Effective August 24, 2018, the Illinois Human Rights Act ("IHRA") is amended by Public Act 100-1066. Under the amended IHRA, complainants may opt out of the Illinois Department of Human Rights ("IDHR") investigation and commence a lawsuit in circuit court. To do so, complainants must submit, within 60 days after receipt of notice of the right to opt out, a written request seeking notice from the Director indicating that the Complainant has opted out of the investigation and may commence a civil action in the appropriate circuit court. This amendment may dramatically change Illinois employment law litigation. Plaintiff-side Illinois employment lawyers may choose to take advantage of the opt-out provision by quickly opting out of the IDHR investigation and filing employment lawsuits with jury demands in state court. Before the amendment, IDHR complainants were required to wait 365 days from the charge filing date or until the IDHR investigator completed her investigation, before they could file a lawsuit in court. With the long wait out of the way, the new opt-out provision may also influence plaintiff-side Illinois employment lawyers to file charges of discrimination first at the IDHR, rather than first at the EEOC. It will still be crucial for complaining parties to have their charges cross-filed with both the IDHR and the EEOC, and to perfect all federal law and state law employment discrimination claims, in order to preserve the right to obtain complete relief.
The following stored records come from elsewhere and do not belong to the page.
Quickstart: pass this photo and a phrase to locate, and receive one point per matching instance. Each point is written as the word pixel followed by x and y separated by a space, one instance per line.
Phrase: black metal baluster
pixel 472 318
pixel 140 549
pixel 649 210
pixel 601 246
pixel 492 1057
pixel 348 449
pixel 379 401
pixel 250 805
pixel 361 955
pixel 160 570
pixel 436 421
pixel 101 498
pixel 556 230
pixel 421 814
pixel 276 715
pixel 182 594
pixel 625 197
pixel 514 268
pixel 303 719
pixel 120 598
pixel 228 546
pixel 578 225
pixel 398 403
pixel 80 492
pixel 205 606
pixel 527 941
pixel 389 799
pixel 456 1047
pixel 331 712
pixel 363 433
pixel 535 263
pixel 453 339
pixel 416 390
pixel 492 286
On August 2, 2018, the 7th Circuit affirmed a jury verdict in favor of an employee and against an employer in a same-sex sexual harassment and employment discrimination lawsuit. Smith v. Rosebud Farm, Inc., No. 17-2626 (7th Cir. 8/2/2018). The plaintiff worked as a butcher in a local grocery store on the south side of Chicago. After enduring several years of ongoing sexual and racial harassment from his male coworkers and supervisor, he filed a lawsuit against his employer for violations of Title VII of the Civil Rights of 1964, as amended ("Title VII"), Section 1981, and the Illinois Gender Violence Act. The jury returned a verdict in favor of the employee. On appeal, the 7th Circuit held that the evidence supported the inference that the plaintiff's coworkers harassed him because he was male (only male and not female employees were harassed at the grocery store) and, therefore, because male employees were treated differently from female employees, a reasonable jury could conclude that the plaintiff was harassed because of his sex (which is an essential element of a Title VII sexual harassment claim).